Accordingly, the final explanation which really and meaningfully predicates our sin of Christ is that same loving will which he who “is God by nature” shares with his Father. “The indescribable and inestimable mercy and love of God,” who saw “that we were being

held under a curse and that we could not be liberated from it, … heaped all the sins of all men upon him.”117 The culpable decision by which Christ attached himself to the enemies of God is simultaneously the decision of this very God. “Of his own free will and by the will of the Father he wanted to be an associate of sinners.”118 Indeed, it is “only by taking hold of Christ, who, by the will of the Father, has given himself into death for our sins,” that we are “drawn and carried directly to the Father.”119 The only alternative is to withdraw our sins from Christ, hoping wanly that God might enable us to remove and replace them in our own persons, and thus to be left alone with the mortifying “majesty of God.”120

Yet even the Divine Majesty, the very name by which Luther had described the hidden and intolerable God of the De Servo Arbitrio, becomes for believers, the same God who lov-ingly destroys our sin in the person of his Son. “For this is a work that is appropriate only to the Divine Majesty and is not within the power of either man or angel – namely, that Christ has abolished sin.”121 “… The Divine Majesty did not spare his own Son but gave him up for us all.”122 The maiestas Dei [majesty of God], before whose inscrutable depths and dreadful judgments the sinner was forbidden to ask Why, now, in Christ, provides the sinner with new depths of mystery and perhaps even an answer to his question, but of an altogether different order.

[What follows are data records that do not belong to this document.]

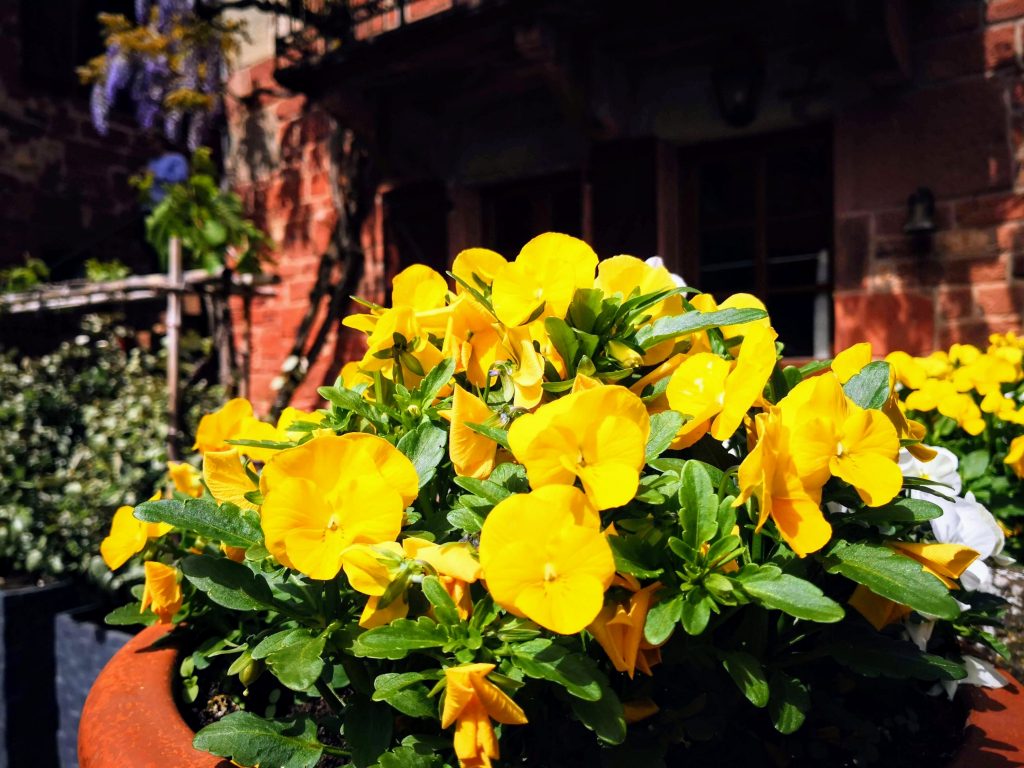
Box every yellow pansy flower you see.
[778,373,903,507]
[452,248,508,294]
[167,462,203,499]
[1002,435,1024,477]
[480,488,615,635]
[849,542,979,630]
[490,232,597,327]
[733,408,831,557]
[99,490,174,570]
[666,326,776,447]
[139,560,181,624]
[260,433,418,579]
[203,449,258,509]
[509,386,650,509]
[193,397,253,454]
[449,384,498,480]
[441,664,526,768]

The human heart is too limited to comprehend, much less to describe, the great depths and burning passion of divine love toward us. Indeed, the very greatness of divine mercy produces not only difficulty in believing but incredulity. Not only do I hear that God Almighty, the Creator of all, is good and merciful; but I hear that the Supreme Majesty cared so much for me … that, he did not spare his own Son, … in order that he might hang in the midst of thieves and become sin and a curse for me, the sinner and accursed one, and in order that I might be made righteous, blessed, and a son and heir of God. Who can adequately proclaim this goodness of God? Not even all the angels.123

By reason of what, then, is our sin Christ’s own? “By divine love sin was laid upon him.”124 In fact, it was the divine love, his very willingness to be the peccator peccatorum, which before the law was the most sinful thing about him. And it was his “sinful” divine love, by compelling the law to attack him, which invalidated that law and its whole legalistic mode of predication, so that henceforth “there is no condemnation for those who are in Christ Jesus.”